The Sirocco provides dusty, dry weather to northern Africa, storms to the Mediterranean Sea, and cold, rainy weather to Europe.
Conclusion
The natural movement of air or other gases relative to a planet’s surface is referred to as wind. Winds occur on a variety of scales, from tens of minutes thunderstorm flows to local breezes generated by land surface heating that last a few hours to global winds caused by differences in solar energy absorption between climate zones on Earth.
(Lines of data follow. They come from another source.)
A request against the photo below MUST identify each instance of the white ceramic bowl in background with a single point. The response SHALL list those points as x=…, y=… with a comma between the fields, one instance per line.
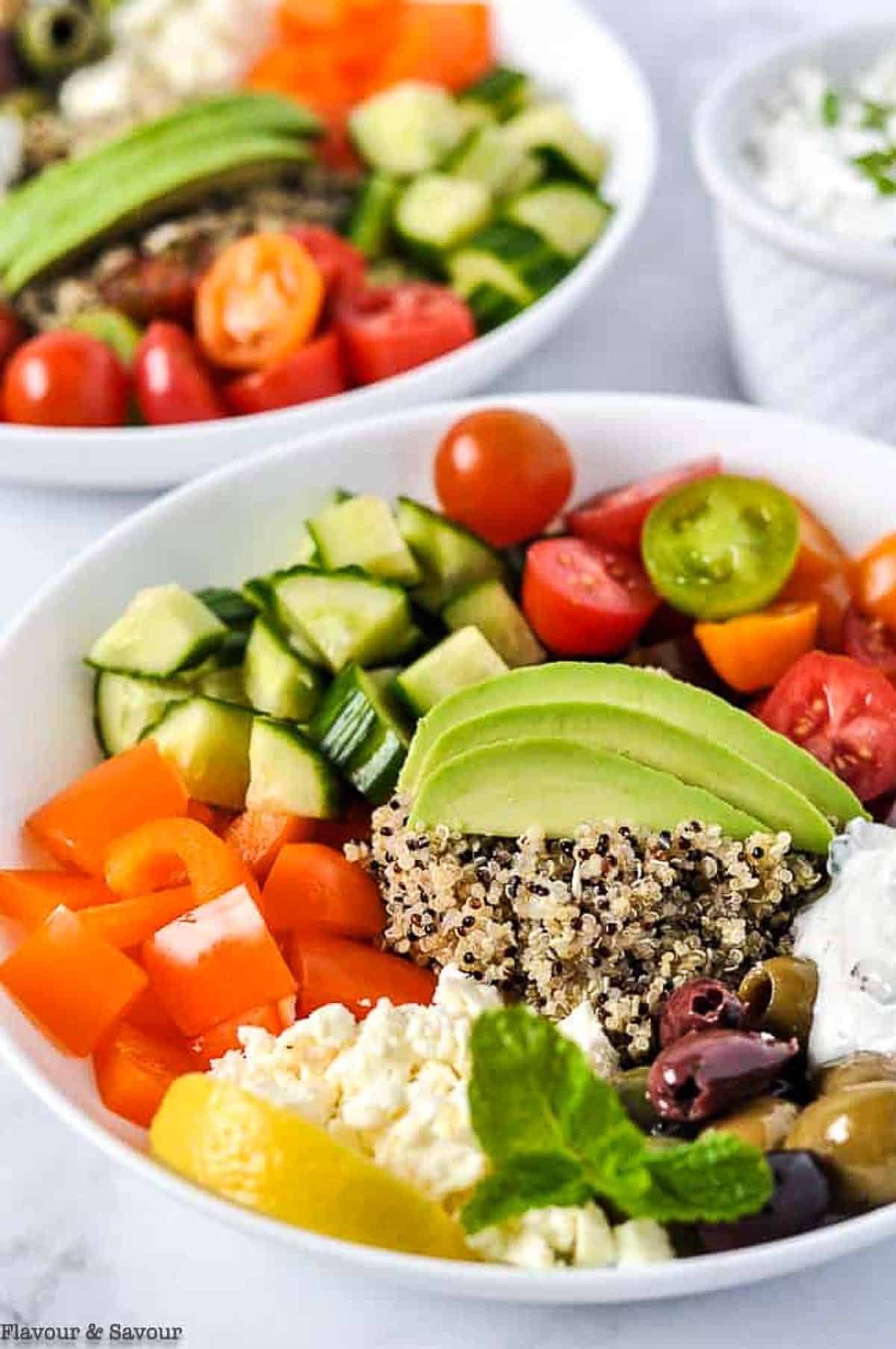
x=812, y=314
x=567, y=50
x=243, y=521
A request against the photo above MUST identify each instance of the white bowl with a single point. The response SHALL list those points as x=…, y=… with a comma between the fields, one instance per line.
x=812, y=314
x=239, y=523
x=567, y=50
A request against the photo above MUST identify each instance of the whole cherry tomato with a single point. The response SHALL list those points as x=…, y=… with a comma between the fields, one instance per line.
x=504, y=474
x=65, y=379
x=173, y=382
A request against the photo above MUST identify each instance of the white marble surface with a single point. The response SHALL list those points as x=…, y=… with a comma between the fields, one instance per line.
x=81, y=1241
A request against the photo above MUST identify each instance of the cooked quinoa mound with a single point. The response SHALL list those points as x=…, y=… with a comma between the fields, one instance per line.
x=617, y=916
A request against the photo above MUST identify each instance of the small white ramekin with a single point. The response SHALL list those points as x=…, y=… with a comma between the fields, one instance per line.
x=812, y=314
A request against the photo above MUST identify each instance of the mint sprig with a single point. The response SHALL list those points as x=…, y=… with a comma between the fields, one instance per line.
x=558, y=1135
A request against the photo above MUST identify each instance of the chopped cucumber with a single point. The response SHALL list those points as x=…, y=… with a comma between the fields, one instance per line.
x=551, y=131
x=289, y=775
x=162, y=630
x=489, y=608
x=208, y=741
x=406, y=130
x=451, y=558
x=362, y=532
x=347, y=615
x=568, y=217
x=277, y=680
x=362, y=734
x=370, y=227
x=466, y=657
x=438, y=214
x=125, y=705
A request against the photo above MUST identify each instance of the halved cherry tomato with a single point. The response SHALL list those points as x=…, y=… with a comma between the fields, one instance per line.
x=844, y=714
x=391, y=329
x=258, y=302
x=314, y=371
x=755, y=650
x=616, y=518
x=586, y=601
x=65, y=379
x=874, y=580
x=334, y=969
x=506, y=447
x=173, y=382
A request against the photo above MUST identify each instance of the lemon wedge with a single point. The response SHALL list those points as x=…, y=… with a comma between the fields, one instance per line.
x=274, y=1162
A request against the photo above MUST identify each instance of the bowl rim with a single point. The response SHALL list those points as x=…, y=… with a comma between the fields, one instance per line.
x=454, y=1278
x=730, y=187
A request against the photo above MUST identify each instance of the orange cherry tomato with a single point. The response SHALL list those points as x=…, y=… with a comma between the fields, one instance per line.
x=258, y=302
x=504, y=474
x=755, y=650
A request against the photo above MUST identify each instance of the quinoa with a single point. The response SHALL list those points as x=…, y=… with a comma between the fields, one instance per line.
x=617, y=916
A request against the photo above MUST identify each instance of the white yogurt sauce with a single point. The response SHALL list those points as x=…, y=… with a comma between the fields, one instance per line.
x=850, y=935
x=807, y=143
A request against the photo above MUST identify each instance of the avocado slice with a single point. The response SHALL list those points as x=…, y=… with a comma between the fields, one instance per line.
x=640, y=691
x=656, y=744
x=556, y=785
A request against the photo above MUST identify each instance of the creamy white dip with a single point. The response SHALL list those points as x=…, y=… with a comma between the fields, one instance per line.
x=810, y=150
x=850, y=935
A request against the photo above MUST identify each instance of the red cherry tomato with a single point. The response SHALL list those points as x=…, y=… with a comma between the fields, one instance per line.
x=586, y=601
x=173, y=382
x=65, y=379
x=391, y=329
x=844, y=714
x=616, y=518
x=314, y=371
x=501, y=448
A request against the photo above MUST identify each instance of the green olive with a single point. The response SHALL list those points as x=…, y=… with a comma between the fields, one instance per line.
x=856, y=1070
x=854, y=1132
x=765, y=1121
x=780, y=994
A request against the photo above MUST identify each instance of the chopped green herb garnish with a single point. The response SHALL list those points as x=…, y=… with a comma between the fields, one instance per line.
x=558, y=1135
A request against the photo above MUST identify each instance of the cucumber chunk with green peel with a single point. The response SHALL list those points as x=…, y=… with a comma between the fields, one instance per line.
x=162, y=630
x=406, y=130
x=362, y=532
x=449, y=556
x=289, y=775
x=568, y=217
x=489, y=608
x=463, y=658
x=439, y=212
x=208, y=742
x=277, y=680
x=125, y=705
x=347, y=615
x=362, y=733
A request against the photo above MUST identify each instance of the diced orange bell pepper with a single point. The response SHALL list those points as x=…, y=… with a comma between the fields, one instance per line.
x=72, y=982
x=28, y=896
x=314, y=887
x=155, y=857
x=134, y=1070
x=258, y=837
x=78, y=824
x=755, y=650
x=332, y=969
x=133, y=922
x=214, y=962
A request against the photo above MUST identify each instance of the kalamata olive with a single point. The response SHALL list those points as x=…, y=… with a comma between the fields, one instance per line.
x=707, y=1071
x=765, y=1121
x=854, y=1132
x=700, y=1006
x=800, y=1202
x=780, y=996
x=856, y=1070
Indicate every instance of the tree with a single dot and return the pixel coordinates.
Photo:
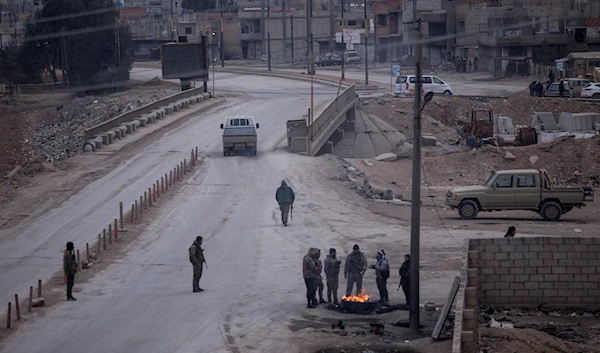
(545, 54)
(199, 5)
(78, 38)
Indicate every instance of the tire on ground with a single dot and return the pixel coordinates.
(551, 211)
(468, 209)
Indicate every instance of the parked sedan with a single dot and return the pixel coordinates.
(591, 91)
(553, 90)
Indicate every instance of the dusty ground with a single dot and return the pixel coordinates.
(449, 110)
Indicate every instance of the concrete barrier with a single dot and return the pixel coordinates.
(120, 119)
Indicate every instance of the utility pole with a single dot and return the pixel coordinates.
(343, 44)
(283, 30)
(269, 33)
(221, 46)
(415, 224)
(172, 23)
(308, 35)
(366, 45)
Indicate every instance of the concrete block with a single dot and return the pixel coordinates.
(428, 140)
(298, 144)
(516, 286)
(500, 256)
(502, 270)
(531, 285)
(142, 120)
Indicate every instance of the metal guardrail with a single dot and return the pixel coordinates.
(120, 119)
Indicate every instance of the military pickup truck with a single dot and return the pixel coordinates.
(527, 189)
(239, 133)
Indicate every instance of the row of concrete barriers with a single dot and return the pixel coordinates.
(129, 127)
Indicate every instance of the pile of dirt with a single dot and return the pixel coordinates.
(520, 108)
(493, 340)
(46, 132)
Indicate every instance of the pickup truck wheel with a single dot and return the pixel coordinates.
(551, 211)
(468, 209)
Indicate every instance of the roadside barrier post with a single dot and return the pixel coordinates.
(116, 231)
(121, 214)
(8, 317)
(17, 310)
(30, 299)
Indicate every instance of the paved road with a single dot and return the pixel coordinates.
(36, 252)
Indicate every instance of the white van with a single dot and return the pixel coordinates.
(405, 85)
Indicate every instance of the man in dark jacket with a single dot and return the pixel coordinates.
(382, 273)
(311, 272)
(285, 197)
(405, 277)
(70, 267)
(332, 272)
(356, 265)
(197, 260)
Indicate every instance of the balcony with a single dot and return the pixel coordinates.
(555, 39)
(250, 36)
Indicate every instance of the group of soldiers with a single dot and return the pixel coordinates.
(354, 269)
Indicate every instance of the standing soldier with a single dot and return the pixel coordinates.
(197, 260)
(405, 277)
(310, 272)
(356, 265)
(70, 267)
(332, 273)
(382, 272)
(285, 197)
(320, 285)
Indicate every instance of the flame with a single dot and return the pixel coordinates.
(361, 298)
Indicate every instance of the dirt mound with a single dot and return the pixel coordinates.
(527, 340)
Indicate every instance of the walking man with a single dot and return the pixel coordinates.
(285, 197)
(197, 260)
(356, 265)
(405, 277)
(310, 272)
(70, 267)
(332, 273)
(382, 271)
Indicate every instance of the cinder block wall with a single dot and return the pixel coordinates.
(530, 271)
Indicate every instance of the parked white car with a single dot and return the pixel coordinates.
(405, 85)
(591, 91)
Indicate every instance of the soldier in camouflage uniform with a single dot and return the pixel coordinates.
(285, 197)
(197, 260)
(311, 272)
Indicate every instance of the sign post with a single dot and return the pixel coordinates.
(395, 73)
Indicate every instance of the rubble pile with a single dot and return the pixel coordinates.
(61, 134)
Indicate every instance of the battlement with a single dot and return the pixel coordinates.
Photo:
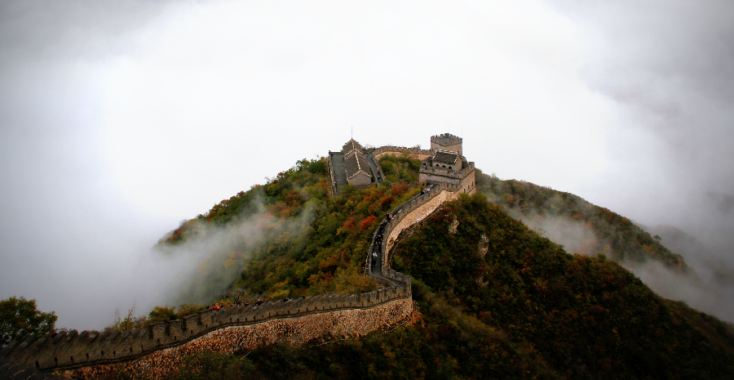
(90, 353)
(448, 172)
(446, 139)
(391, 149)
(67, 350)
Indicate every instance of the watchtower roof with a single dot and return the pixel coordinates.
(350, 146)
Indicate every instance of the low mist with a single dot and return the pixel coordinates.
(709, 289)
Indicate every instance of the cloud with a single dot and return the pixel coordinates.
(119, 119)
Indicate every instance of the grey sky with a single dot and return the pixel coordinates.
(119, 119)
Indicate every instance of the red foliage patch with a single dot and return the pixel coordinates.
(349, 223)
(399, 188)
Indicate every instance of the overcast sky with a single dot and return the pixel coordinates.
(119, 119)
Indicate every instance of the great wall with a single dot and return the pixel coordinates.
(161, 348)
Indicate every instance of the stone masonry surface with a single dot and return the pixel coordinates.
(163, 345)
(296, 331)
(417, 215)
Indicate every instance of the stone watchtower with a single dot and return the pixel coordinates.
(447, 164)
(447, 142)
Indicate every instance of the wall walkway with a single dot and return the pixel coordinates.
(160, 348)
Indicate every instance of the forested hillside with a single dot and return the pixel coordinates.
(611, 234)
(494, 298)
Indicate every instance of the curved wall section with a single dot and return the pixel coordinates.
(91, 348)
(295, 330)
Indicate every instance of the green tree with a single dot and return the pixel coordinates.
(19, 319)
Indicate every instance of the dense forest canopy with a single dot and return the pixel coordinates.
(493, 298)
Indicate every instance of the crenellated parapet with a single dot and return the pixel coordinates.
(417, 153)
(67, 350)
(404, 216)
(93, 353)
The differential heating between the equator and the poles, as well as the planet’s rotation, are the two fundamental drivers of large-scale atmospheric circulation (Coriolis effect). Thermal low circulations over topography and high plateaus can cause monsoon circulations in the tropics and subtropics.
Local winds in coastal locations can be defined by the sea breeze/land breeze cycle; in areas with diverse terrain, mountain and valley breezes can prevail.